🤖 AI Summary
Traditional sufficient dimension reduction (SDR) relies on eigenvalue-based subspace ordering, yet eigenvalues do not necessarily reflect predictive relevance, limiting post-reduction prediction performance. To address this, we propose a response-prediction-oriented subspace reordering framework that—uniquely among SDR methods—abandons eigenvalue criteria entirely. Instead, we uniformly adopt the absolute value of the independent *t*-statistic (for classification) and the *F*-statistic (for regression) as importance measures for direction vectors, applied after generalized eigendecomposition. We establish theoretical consistency and asymptotic optimality of the resulting estimator. Extensive experiments across binary classification, multiclass classification, and regression tasks demonstrate that our criterion significantly improves both predictive accuracy and subspace estimation fidelity, consistently outperforming multiple state-of-the-art SDR approaches.
📝 Abstract
Sufficient dimension reduction (SDR) methods aim to identify a dimension reduction subspace (DRS) that preserves all the information about the conditional distribution of a response given its predictor. Traditional SDR methods determine the DRS by solving a method-specific generalized eigenvalue problem and selecting the eigenvectors corresponding to the largest eigenvalues. In this article, we argue against the long-standing convention of using eigenvalues as the measure of subspace importance and propose alternative ordering criteria that directly assess the predictive relevance of each subspace. For a binary response, we introduce a subspace ordering criterion based on the absolute value of the independent Student's t-statistic. Theoretically, our criterion identifies subspaces that achieve the local minimum Bayes' error rate and yields consistent ordering of directions under mild regularity conditions.

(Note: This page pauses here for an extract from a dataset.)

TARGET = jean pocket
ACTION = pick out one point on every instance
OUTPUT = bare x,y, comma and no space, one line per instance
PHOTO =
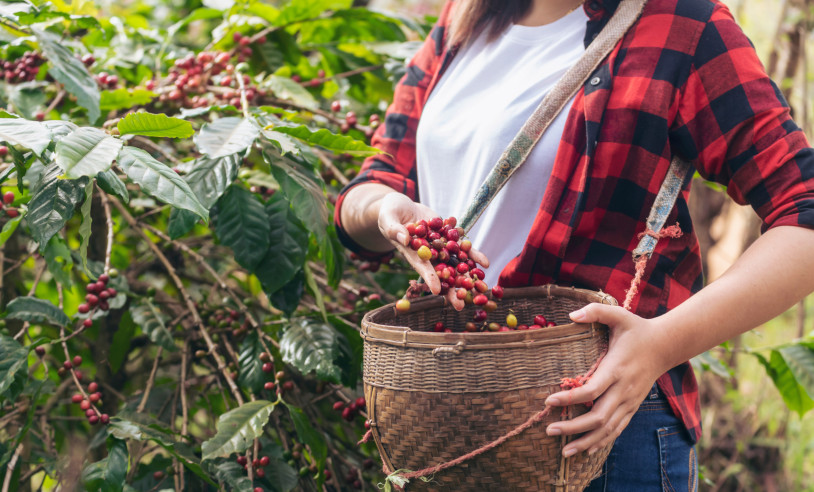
679,465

Additionally, we employ an F-statistic to provide a framework that unifies categorical and continuous responses under a single subspace criterion. We evaluate our proposed criteria within multiple SDR methods through extensive simulation studies and applications to real data. Our empirical results demonstrate the efficacy of reordering subspaces using our proposed criteria, which generally improves classification accuracy and subspace estimation compared to ordering by eigenvalues.